There are also small-scale co-ops like Buffalo Street Books, which engages hundreds of students each semester, as more than 20 professors at Ithaca College sourced textbooks from the store this fall. Devan Rosen, assistant professor and emerging media program director, ordered books for his seminar about roots movements and independent media.
Rosen said he supports the Bookery because more money stays locally and his students become exposed to a cooperatively owned and responsible organization.
“Not only do I think it’s responsible as a professor at Ithaca College and a member of the Ithaca community to use Buffalo Street Books, but it’s actually part of the lesson of why this is the right decision in the class,” he said.

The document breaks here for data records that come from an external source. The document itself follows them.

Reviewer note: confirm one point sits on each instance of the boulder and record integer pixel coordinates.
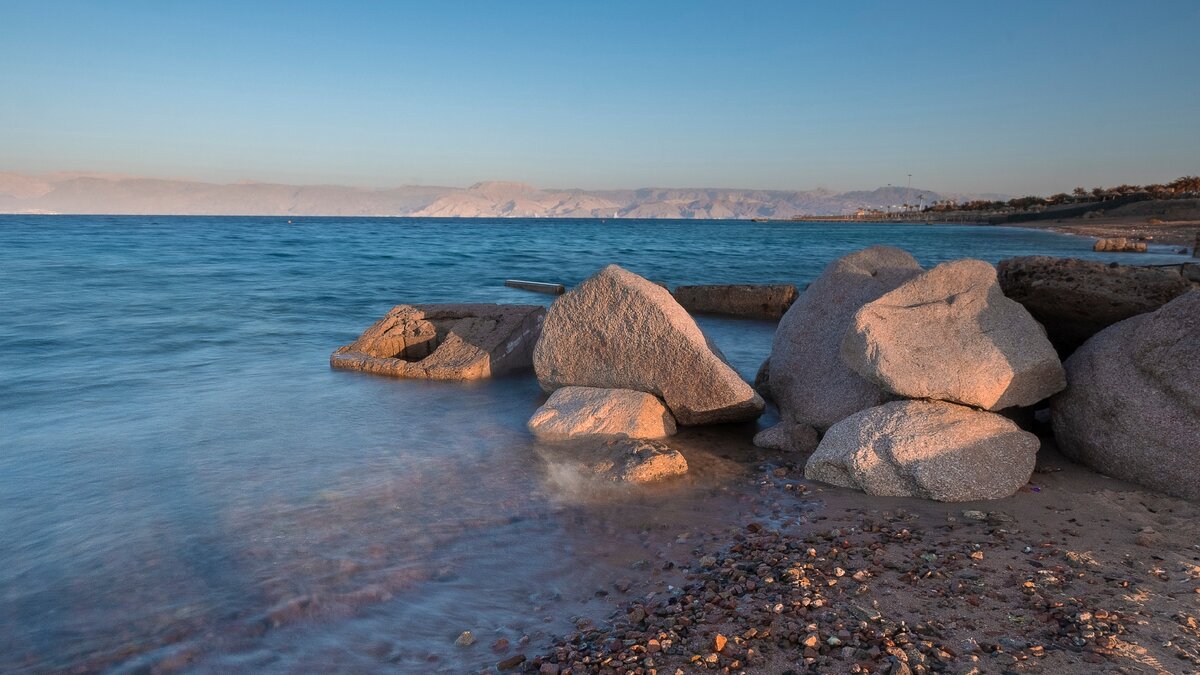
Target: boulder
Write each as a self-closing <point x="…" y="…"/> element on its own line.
<point x="1132" y="405"/>
<point x="807" y="377"/>
<point x="1120" y="245"/>
<point x="575" y="412"/>
<point x="445" y="341"/>
<point x="951" y="334"/>
<point x="617" y="330"/>
<point x="928" y="449"/>
<point x="641" y="461"/>
<point x="1075" y="299"/>
<point x="739" y="299"/>
<point x="789" y="437"/>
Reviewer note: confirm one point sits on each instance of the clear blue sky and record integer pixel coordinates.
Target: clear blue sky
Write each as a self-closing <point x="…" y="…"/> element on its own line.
<point x="1009" y="96"/>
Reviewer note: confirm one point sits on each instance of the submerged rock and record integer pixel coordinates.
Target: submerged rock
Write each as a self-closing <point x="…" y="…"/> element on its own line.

Buffalo Street Books became a cooperative in 2011 after the community rallied to buy the financially struggling store. General manager Asha Sanaker said Buffalo Street Books has a classic co-op structure where a portion of the profits generated goes back to the owners. It also maintains local character.

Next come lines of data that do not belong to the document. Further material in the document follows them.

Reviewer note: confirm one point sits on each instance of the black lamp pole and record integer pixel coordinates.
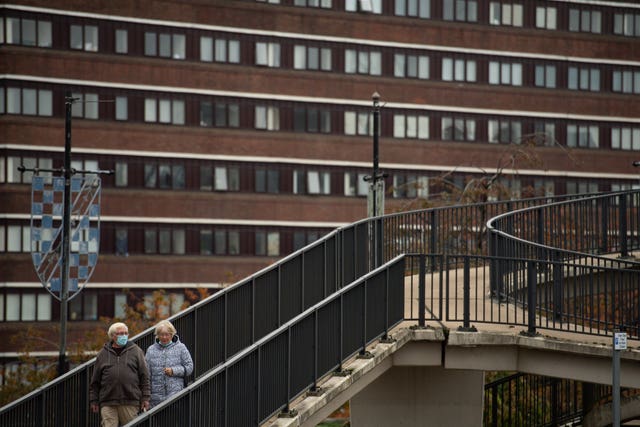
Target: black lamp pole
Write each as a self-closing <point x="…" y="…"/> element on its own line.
<point x="66" y="231"/>
<point x="376" y="139"/>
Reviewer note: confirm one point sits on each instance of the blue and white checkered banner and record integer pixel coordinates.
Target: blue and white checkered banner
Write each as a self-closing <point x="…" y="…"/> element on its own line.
<point x="47" y="207"/>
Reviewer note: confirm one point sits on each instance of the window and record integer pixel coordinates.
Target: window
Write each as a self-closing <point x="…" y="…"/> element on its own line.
<point x="545" y="133"/>
<point x="312" y="120"/>
<point x="122" y="108"/>
<point x="29" y="101"/>
<point x="268" y="54"/>
<point x="411" y="66"/>
<point x="206" y="242"/>
<point x="319" y="182"/>
<point x="227" y="242"/>
<point x="220" y="178"/>
<point x="458" y="69"/>
<point x="164" y="175"/>
<point x="85" y="105"/>
<point x="410" y="126"/>
<point x="84" y="306"/>
<point x="299" y="182"/>
<point x="410" y="186"/>
<point x="219" y="49"/>
<point x="582" y="187"/>
<point x="583" y="136"/>
<point x="413" y="8"/>
<point x="303" y="238"/>
<point x="545" y="76"/>
<point x="509" y="14"/>
<point x="588" y="21"/>
<point x="122" y="41"/>
<point x="458" y="129"/>
<point x="355" y="185"/>
<point x="626" y="81"/>
<point x="26" y="306"/>
<point x="168" y="111"/>
<point x="165" y="45"/>
<point x="13" y="175"/>
<point x="267" y="243"/>
<point x="370" y="6"/>
<point x="505" y="131"/>
<point x="584" y="79"/>
<point x="267" y="180"/>
<point x="26" y="32"/>
<point x="84" y="37"/>
<point x="362" y="62"/>
<point x="267" y="117"/>
<point x="545" y="187"/>
<point x="122" y="242"/>
<point x="227" y="178"/>
<point x="219" y="114"/>
<point x="358" y="123"/>
<point x="121" y="174"/>
<point x="313" y="3"/>
<point x="164" y="241"/>
<point x="626" y="24"/>
<point x="460" y="10"/>
<point x="625" y="138"/>
<point x="505" y="73"/>
<point x="546" y="17"/>
<point x="311" y="58"/>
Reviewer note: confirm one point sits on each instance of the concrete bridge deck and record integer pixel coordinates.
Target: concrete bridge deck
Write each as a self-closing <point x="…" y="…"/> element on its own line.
<point x="437" y="372"/>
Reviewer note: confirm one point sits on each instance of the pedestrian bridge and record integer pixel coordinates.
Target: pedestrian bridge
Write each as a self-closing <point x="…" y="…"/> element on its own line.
<point x="409" y="308"/>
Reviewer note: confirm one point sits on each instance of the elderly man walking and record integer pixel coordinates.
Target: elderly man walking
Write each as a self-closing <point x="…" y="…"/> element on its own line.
<point x="119" y="387"/>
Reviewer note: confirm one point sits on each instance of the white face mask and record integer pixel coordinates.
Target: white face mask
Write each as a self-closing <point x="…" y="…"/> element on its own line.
<point x="122" y="340"/>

While younger generations see co-ops as alternatives to the corporate world they grew up in, Rosen said co-ops are becoming the norm because many people are tired of profit-driven organizations running what could otherwise be a healthy community.

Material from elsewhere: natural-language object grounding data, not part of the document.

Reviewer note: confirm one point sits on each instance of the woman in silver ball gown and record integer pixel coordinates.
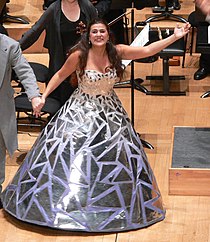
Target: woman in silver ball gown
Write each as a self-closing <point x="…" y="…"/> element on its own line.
<point x="87" y="171"/>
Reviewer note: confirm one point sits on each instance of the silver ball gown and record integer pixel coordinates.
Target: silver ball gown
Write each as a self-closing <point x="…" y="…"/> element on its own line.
<point x="87" y="171"/>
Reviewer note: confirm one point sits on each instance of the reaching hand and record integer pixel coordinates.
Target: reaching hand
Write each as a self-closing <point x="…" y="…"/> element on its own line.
<point x="37" y="104"/>
<point x="204" y="6"/>
<point x="179" y="32"/>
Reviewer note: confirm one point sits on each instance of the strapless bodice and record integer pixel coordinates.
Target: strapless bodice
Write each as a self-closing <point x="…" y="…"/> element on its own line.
<point x="96" y="83"/>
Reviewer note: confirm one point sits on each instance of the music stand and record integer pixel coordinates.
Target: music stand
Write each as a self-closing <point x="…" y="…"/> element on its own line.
<point x="133" y="82"/>
<point x="167" y="14"/>
<point x="6" y="17"/>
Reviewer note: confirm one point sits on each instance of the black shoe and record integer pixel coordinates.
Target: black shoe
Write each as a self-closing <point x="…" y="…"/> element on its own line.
<point x="176" y="5"/>
<point x="1" y="205"/>
<point x="200" y="74"/>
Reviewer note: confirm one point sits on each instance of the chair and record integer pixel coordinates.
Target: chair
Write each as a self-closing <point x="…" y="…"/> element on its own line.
<point x="23" y="105"/>
<point x="178" y="48"/>
<point x="195" y="18"/>
<point x="166" y="14"/>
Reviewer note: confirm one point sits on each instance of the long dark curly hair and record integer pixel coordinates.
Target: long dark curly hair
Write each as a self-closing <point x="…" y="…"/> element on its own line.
<point x="84" y="46"/>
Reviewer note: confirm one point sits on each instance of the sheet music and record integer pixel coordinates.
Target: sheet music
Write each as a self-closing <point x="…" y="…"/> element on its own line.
<point x="141" y="39"/>
<point x="209" y="34"/>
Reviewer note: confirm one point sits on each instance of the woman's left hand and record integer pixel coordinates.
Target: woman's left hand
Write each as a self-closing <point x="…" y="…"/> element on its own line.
<point x="180" y="31"/>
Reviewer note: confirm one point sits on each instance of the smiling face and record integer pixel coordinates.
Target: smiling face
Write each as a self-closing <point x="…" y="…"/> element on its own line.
<point x="98" y="35"/>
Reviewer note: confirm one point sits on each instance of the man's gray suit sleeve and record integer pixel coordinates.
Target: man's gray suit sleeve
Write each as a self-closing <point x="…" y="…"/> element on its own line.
<point x="24" y="71"/>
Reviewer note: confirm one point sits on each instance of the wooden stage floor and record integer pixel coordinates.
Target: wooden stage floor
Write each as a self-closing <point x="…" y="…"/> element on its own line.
<point x="187" y="217"/>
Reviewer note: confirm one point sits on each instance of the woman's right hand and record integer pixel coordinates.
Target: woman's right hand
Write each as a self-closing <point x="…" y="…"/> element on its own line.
<point x="40" y="106"/>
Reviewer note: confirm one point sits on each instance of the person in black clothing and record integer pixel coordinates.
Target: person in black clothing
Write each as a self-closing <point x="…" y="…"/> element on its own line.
<point x="203" y="9"/>
<point x="175" y="4"/>
<point x="63" y="22"/>
<point x="102" y="6"/>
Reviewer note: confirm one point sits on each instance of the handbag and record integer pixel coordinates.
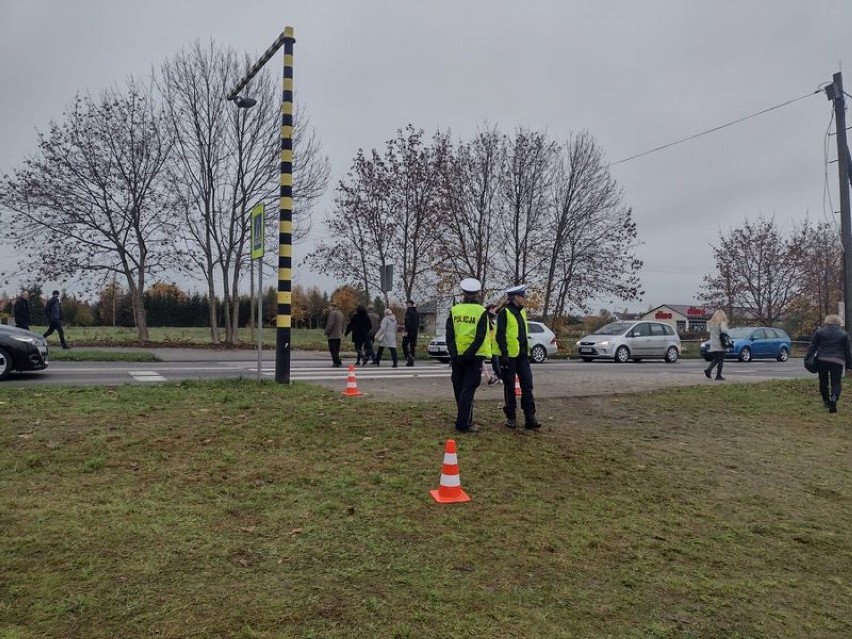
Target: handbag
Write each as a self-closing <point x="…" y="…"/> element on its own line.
<point x="810" y="362"/>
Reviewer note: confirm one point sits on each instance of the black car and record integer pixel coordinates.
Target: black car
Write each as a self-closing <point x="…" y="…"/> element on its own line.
<point x="21" y="350"/>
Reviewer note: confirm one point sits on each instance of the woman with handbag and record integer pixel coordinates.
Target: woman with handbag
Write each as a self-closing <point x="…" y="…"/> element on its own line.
<point x="386" y="338"/>
<point x="717" y="325"/>
<point x="830" y="343"/>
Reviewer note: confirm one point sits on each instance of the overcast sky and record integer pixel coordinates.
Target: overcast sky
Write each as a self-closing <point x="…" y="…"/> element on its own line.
<point x="636" y="75"/>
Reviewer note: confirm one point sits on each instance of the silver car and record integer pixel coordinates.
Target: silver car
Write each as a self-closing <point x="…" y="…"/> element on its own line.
<point x="542" y="344"/>
<point x="638" y="340"/>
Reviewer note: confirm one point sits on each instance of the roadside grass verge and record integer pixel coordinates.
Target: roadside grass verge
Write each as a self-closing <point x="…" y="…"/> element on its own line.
<point x="234" y="509"/>
<point x="181" y="337"/>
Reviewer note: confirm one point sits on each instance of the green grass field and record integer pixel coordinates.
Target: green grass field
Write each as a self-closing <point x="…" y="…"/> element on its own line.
<point x="242" y="510"/>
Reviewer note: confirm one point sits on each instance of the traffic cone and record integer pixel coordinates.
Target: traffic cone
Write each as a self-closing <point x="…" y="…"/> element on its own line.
<point x="449" y="490"/>
<point x="351" y="384"/>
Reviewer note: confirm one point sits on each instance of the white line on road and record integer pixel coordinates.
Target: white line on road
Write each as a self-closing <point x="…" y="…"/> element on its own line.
<point x="147" y="376"/>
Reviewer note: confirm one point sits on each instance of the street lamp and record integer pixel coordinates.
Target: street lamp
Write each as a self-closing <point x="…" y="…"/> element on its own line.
<point x="285" y="195"/>
<point x="243" y="102"/>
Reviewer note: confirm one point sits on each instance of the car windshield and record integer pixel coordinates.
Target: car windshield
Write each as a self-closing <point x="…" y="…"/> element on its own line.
<point x="616" y="328"/>
<point x="740" y="333"/>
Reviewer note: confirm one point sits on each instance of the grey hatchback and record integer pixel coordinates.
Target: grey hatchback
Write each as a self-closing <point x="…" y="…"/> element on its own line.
<point x="638" y="340"/>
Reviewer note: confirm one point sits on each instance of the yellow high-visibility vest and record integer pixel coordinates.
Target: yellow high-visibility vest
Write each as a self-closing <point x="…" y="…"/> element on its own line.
<point x="465" y="320"/>
<point x="512" y="333"/>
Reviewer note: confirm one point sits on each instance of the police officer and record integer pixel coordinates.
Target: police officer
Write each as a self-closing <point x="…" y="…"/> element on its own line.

The co-op movement has also influenced groups that do not meet the standard definition of a co-op, because they are not member owned, to adopt cooperative principles.
Students like Liz Camuti, a senior at Cornell University, are a growing part of this healthy cooperative living. Camuti said she is the president of the Prospect of Whitby, which is one of seven university-owned, but student-run, housing facilities.
Julie Paige, assistant dean of students for cooperatives, said while Cornell owns the co-op housing, students run it with no live-in staff, and they pay room rates that go directly into the co-op, not to the university.
Camuti said ownership is based on the pooling of resources, democratic decision-making and working toward goals that benefit the house as a whole.
“It has taught me how to be a compassionate leader and take into consideration what’s best for the community,” she said.
Elm Street Co-op is a community residence, which Hoffman owns but runs cooperatively. Hoffman said co-ops exist for the good of the group and can leave a community legacy.
“You can create an institution that will outlive a particular owner or family,” he said. “If it really takes hold in the community, the community feels and has ownership of it.”
Alternatives Credit Union is a co-op that has survived to serve the community beyond the original intent for its creation. A member-owned bakery created the credit union in the ’70s after a bank rejected its loan request because it was a co-op.
Karl Graham, who is the director of community relations and development at Alternatives, said the credit union was the first employer in Ithaca to pay its staff a living wage in order to create economic opportunity for the community.
“Today, there are up to 90 certified living-wage employers in the county,” he said. “This is a great example of something we did for our staff that has had tremendous benefit beyond folks who live here.”
McKenzie Jones-Rounds hopes Ithaca Biodiesel, the energy co-op she helped found, will have the same success. Jones-Rounds said the co-op is still getting start-up funding, but hopes to expand to help move Ithaca toward energy independence.
“We’re trying to create a new paradigm, and it’s easier to make that shift when we’re doing it with a whole group of people with shared vision,” she said. “It’s a way for us to make sure that Ithaca is on the right path, and we’re stronger in numbers.”